Department for Continuing Education
BA London, MA Oxford, PhD Reading
Elected 1999; Women’s Officer 2001-03; Dean of Degrees 2005-07, Deputy Dean 2009-11, Senior Fellow 2012-13.
Christine Jackson joined the Department for Continuing Education in September 1997 and was elected to a fellowship of Kellogg College in 1999. She is Associate Professor in History and co-directs the Foundation Certificate in History, Postgraduate Certificate in Historical Studies and MSt in Historical Studies courses. She teaches early modern British history, optional and special papers on the early modern nobility and gentry and research skills on these courses. She teaches an advanced paper on provincial elites for the MSc in English Local History and supervises and examines DPhil students on the English Local History programme. She set up and is co-convenor of the Arts and Humanities seminar series for graduate students at the Continuing Education Graduate School.
During her years in the Department for Continuing Education, Christine has served as Director of Graduate Studies and as acting Director of Studies for the History and Politics Programme. She has also lectured on and directed weekly class programmes, day and weekend schools and summer schools. She is currently a member of the Continuing Education Board and Departmental Strategy Group.

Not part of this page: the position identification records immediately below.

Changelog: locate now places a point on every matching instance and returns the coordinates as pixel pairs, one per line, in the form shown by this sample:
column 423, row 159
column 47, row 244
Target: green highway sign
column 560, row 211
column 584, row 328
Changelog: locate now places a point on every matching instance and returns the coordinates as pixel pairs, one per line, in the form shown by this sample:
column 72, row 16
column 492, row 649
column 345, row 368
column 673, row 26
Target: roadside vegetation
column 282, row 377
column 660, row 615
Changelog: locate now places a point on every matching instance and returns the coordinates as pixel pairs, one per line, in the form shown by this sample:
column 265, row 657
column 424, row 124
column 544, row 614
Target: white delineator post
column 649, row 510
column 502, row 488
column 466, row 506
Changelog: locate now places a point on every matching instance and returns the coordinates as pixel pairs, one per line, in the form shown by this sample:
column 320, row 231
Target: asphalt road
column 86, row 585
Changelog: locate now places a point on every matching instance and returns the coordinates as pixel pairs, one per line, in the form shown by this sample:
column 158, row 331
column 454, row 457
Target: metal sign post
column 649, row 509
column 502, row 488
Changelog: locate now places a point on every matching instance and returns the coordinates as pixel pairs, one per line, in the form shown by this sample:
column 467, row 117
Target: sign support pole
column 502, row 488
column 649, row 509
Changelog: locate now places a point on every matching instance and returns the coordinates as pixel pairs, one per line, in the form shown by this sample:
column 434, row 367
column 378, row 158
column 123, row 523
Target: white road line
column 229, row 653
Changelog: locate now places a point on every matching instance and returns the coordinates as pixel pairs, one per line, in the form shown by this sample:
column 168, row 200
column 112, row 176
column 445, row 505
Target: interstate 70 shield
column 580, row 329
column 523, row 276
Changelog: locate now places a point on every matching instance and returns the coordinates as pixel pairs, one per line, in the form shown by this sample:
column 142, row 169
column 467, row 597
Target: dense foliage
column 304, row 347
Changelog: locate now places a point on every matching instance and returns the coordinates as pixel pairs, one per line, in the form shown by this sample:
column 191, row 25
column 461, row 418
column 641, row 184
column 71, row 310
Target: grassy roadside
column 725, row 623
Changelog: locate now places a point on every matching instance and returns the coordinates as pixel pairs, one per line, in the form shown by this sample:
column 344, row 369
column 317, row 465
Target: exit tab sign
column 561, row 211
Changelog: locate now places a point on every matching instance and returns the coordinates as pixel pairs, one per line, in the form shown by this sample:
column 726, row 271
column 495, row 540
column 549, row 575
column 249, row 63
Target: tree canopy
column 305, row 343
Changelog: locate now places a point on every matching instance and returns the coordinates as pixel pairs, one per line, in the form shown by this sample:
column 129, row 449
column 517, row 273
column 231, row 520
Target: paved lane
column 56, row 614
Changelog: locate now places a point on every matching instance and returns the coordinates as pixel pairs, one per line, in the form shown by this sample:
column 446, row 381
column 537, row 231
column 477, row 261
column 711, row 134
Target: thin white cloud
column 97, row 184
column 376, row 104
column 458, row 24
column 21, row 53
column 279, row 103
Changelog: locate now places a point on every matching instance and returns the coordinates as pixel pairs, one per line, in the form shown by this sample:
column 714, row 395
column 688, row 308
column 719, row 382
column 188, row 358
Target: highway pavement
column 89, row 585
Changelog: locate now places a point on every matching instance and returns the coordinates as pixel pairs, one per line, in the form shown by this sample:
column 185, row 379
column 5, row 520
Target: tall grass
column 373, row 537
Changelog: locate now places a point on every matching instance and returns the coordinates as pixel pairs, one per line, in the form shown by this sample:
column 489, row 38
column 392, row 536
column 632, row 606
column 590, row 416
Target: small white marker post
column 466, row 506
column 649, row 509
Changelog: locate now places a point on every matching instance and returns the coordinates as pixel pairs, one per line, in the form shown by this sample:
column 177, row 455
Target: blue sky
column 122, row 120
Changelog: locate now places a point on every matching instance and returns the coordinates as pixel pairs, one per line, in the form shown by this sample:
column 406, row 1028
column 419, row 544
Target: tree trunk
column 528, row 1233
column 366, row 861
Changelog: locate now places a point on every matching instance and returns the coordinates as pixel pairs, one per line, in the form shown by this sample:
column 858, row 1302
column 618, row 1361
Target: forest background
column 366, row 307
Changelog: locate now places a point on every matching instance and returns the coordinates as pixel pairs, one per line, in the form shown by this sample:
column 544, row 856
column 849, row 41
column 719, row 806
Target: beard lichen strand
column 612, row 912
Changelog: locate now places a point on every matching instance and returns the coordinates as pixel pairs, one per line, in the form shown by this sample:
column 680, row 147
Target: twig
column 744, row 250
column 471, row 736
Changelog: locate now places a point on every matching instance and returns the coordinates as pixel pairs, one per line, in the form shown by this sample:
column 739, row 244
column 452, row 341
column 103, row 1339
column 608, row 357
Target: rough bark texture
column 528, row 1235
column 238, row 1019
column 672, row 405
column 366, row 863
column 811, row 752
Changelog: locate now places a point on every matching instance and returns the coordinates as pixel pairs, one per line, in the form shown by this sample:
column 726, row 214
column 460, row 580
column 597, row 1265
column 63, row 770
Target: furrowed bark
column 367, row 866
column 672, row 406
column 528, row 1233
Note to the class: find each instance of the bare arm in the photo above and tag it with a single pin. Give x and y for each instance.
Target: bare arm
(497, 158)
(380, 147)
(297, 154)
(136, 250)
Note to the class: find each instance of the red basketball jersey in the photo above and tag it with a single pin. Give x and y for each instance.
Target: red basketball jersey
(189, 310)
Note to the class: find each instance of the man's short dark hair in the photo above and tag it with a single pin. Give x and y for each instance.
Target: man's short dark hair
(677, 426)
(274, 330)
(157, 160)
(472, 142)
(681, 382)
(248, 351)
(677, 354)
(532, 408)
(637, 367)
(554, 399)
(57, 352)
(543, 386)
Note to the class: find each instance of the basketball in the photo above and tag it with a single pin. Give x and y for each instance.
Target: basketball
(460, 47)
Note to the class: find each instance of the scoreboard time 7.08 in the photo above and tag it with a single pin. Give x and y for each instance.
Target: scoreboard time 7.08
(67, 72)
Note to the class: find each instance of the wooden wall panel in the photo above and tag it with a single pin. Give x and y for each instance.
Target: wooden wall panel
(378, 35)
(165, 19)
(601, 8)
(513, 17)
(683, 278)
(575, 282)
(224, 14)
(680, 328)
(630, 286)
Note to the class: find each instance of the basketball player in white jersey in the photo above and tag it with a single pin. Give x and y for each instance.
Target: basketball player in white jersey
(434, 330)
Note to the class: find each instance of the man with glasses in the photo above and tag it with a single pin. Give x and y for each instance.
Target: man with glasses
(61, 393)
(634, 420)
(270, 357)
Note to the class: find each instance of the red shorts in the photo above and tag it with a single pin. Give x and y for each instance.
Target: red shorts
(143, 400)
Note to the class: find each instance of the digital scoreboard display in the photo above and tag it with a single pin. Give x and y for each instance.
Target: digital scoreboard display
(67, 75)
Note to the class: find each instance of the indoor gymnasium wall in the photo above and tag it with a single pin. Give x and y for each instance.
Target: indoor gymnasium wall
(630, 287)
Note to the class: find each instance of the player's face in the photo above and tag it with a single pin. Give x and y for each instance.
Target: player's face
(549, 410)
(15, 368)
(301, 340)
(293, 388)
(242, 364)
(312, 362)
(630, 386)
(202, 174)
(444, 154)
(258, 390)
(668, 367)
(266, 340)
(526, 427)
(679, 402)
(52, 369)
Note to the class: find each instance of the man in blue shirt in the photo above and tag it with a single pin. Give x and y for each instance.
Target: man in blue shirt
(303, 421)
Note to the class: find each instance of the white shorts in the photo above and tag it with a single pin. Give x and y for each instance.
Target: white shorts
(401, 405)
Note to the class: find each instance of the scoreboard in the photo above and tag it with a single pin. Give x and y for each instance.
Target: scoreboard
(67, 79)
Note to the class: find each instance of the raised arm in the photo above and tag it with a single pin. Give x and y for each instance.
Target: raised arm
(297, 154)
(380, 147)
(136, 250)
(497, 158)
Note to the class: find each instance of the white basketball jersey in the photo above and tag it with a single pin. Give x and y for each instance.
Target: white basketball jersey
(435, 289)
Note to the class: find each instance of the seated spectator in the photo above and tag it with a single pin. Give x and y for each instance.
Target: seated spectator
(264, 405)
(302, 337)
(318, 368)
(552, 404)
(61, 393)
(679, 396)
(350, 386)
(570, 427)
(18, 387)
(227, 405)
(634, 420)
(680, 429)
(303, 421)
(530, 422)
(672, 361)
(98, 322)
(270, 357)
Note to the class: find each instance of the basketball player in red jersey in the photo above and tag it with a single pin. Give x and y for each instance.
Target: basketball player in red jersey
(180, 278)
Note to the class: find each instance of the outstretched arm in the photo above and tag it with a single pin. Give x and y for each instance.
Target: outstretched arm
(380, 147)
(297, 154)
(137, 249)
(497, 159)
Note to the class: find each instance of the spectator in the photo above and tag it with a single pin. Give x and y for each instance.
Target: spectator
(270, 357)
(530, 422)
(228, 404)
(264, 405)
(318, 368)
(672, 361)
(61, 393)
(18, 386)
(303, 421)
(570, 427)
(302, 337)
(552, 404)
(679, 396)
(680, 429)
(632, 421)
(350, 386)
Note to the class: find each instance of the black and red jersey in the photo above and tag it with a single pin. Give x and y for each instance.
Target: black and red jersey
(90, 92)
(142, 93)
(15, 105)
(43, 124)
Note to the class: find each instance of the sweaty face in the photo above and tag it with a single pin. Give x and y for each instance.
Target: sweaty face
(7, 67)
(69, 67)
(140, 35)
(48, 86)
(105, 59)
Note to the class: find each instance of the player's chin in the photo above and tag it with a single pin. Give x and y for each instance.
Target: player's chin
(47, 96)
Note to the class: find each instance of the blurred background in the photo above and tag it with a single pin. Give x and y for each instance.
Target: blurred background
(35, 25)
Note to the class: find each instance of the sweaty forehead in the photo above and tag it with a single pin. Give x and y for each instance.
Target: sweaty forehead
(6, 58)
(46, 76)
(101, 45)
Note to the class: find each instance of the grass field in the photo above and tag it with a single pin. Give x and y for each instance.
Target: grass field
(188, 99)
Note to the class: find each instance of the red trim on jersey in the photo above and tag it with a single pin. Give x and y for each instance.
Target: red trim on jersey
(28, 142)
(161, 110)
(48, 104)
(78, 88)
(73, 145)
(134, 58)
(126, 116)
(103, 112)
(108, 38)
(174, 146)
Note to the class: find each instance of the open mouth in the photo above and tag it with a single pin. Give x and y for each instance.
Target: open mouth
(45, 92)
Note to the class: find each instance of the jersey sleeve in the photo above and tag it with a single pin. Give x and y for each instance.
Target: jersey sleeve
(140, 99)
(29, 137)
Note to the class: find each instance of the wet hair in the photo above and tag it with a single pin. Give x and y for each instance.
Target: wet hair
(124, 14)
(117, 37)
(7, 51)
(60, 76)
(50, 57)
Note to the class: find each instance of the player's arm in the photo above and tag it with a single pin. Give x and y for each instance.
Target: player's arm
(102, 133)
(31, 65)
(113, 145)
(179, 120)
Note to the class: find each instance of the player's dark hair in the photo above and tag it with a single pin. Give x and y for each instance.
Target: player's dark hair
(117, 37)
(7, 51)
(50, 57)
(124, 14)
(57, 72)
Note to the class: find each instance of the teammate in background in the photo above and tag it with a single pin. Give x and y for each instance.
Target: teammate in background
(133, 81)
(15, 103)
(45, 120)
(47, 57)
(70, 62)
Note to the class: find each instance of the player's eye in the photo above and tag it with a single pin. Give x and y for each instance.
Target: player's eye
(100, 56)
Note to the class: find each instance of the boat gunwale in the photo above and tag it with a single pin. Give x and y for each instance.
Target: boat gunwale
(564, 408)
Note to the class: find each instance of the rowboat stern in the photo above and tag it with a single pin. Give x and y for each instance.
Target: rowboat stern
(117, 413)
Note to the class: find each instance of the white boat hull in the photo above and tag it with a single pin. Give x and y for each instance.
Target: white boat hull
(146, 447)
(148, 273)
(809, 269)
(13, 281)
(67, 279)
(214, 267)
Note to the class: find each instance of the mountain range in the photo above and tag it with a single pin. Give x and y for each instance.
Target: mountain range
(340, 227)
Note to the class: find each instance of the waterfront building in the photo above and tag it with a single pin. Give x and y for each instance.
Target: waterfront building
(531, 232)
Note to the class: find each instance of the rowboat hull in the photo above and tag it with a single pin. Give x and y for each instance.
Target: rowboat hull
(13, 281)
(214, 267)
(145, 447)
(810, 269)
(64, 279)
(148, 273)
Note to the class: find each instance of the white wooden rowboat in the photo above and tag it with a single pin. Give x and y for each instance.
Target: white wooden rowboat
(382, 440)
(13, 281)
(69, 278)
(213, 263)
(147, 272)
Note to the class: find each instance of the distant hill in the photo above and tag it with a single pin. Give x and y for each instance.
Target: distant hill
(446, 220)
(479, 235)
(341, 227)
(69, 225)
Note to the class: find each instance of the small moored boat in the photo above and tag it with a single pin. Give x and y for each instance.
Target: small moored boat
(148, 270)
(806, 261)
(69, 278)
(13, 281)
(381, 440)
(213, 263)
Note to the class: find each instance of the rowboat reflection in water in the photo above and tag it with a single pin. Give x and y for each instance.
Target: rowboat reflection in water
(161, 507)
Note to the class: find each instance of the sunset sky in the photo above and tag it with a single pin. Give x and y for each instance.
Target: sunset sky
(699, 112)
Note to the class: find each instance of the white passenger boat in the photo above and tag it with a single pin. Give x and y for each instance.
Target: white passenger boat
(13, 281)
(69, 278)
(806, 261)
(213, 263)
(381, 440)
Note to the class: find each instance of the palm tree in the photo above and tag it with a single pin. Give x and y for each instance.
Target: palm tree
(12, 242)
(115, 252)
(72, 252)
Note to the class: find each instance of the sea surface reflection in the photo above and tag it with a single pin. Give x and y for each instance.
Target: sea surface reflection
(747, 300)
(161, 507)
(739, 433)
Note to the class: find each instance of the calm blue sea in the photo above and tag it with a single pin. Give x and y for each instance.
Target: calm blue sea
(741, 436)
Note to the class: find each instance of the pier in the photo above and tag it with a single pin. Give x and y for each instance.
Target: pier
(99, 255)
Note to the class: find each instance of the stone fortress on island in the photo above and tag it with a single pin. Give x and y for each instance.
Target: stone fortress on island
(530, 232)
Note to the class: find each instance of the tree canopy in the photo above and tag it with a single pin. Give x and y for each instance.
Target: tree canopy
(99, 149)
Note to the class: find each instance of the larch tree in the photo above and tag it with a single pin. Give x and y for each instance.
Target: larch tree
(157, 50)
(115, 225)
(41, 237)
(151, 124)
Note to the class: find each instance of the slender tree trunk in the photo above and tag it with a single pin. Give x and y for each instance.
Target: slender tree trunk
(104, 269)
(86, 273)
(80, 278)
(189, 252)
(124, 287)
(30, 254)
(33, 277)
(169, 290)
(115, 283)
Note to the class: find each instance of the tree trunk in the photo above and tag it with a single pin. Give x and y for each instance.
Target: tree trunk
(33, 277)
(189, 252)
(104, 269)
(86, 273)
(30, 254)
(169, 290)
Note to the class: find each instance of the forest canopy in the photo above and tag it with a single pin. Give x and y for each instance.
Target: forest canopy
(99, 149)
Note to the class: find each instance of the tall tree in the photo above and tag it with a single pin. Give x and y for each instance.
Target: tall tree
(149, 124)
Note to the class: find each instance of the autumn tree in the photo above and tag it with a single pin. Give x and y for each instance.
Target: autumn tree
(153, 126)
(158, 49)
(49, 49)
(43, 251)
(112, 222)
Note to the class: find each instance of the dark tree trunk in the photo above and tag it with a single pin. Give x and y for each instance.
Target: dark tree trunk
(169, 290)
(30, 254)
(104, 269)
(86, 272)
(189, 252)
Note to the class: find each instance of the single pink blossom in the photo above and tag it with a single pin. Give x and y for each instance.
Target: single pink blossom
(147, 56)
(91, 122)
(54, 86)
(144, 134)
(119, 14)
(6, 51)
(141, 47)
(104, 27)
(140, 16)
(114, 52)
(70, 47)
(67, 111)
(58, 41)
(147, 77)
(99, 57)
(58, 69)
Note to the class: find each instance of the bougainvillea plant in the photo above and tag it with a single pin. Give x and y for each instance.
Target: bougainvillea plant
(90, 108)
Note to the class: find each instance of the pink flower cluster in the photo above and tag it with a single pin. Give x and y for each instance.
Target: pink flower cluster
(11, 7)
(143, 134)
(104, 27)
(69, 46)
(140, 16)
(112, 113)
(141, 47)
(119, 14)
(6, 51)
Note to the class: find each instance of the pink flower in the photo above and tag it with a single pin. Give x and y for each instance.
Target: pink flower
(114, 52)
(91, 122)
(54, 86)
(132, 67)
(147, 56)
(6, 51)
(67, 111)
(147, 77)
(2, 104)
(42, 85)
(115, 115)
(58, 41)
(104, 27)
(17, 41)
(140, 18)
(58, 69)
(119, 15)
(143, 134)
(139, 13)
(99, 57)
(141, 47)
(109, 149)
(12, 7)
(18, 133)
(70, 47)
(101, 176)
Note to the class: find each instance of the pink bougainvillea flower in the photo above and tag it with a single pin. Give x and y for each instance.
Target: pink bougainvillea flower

During recent years, Christine’s research interests have focused upon provincial and national elites in the sixteenth and early seventeenth centuries. She is currently writing a biographical study of Lord Herbert of Cherbury (c.1582-1648) and his world. Herbert was a complex and sometimes controversial figure who embraced the role of courtier, soldier and diplomat but also secured recognition as a poet, philosopher and historian at the courts of James I and Charles I. She also retains her interest in early modern urban history and particularly the economic, social and political development of the Berkshire towns of Reading and Newbury.
Publications include: ‘Lord Herbert of Cherbury and the Presentation of the Henrician Reformation in his Life and Raigne of King Henry the Eighth’, The Seventeenth Century, 28 (2013); ‘Memory and the Construction and Experience of Elite Masculinity in the Seventeenth-Century Autobiography of Lord Herbert of Cherbury’, Gender and History, 25 (2013); ‘“It is impossible to draw his picture well who hath several countenances.” Lord Herbert of Cherbury and The Life and Raigne of King Henry the Eighth’, in Henry VIII in History edited by Thomas Betteridge and Thomas S. Freeman (Farnham: Ashgate, 2012); ‘Boom-time Freaks or Heroic Industrial Pioneers? Clothing Entrepreneurs in Sixteenth-Century Berkshire’,Textile History, 39 (2008); ‘Thomas Garth, Rector of Charlton-on-Otmoor, 1615-43: Rake or Reformer?’, Oxoniensia, 73 (2008); ‘A town governed by “a company of geese in furred gowns”? Political and social conflict in Reading c.1620-40’, Southern History, 29 (2007); Newbury Kendrick Workhouse Records, Berkshire Record Series, 8 (2004); and ‘Functionality, Commemoration and Civic Competition: a Study of Early 17th-century Workhouse Design and Building in Reading and Newbury’, Architectural History, 47 (2004).
Christine Jackson is an associate member of the Oxford University Centre for Early Modern British and Irish History. She has given papers at the OUDCE Graduate School (2014 and 2016), Annual Conference of the Renaissance Society of America in New York (2014), Venice (2010) and Montreal (2011), Annual Conference of the Sixteenth Century Society in Fort Worth (2011); the Institute of Historical Research, London (2011); the Hampton Court Conference (2009); the History and Literature Seminar, University of Oxford (2009); and the Social History Society Conference, University of Warwick (2009).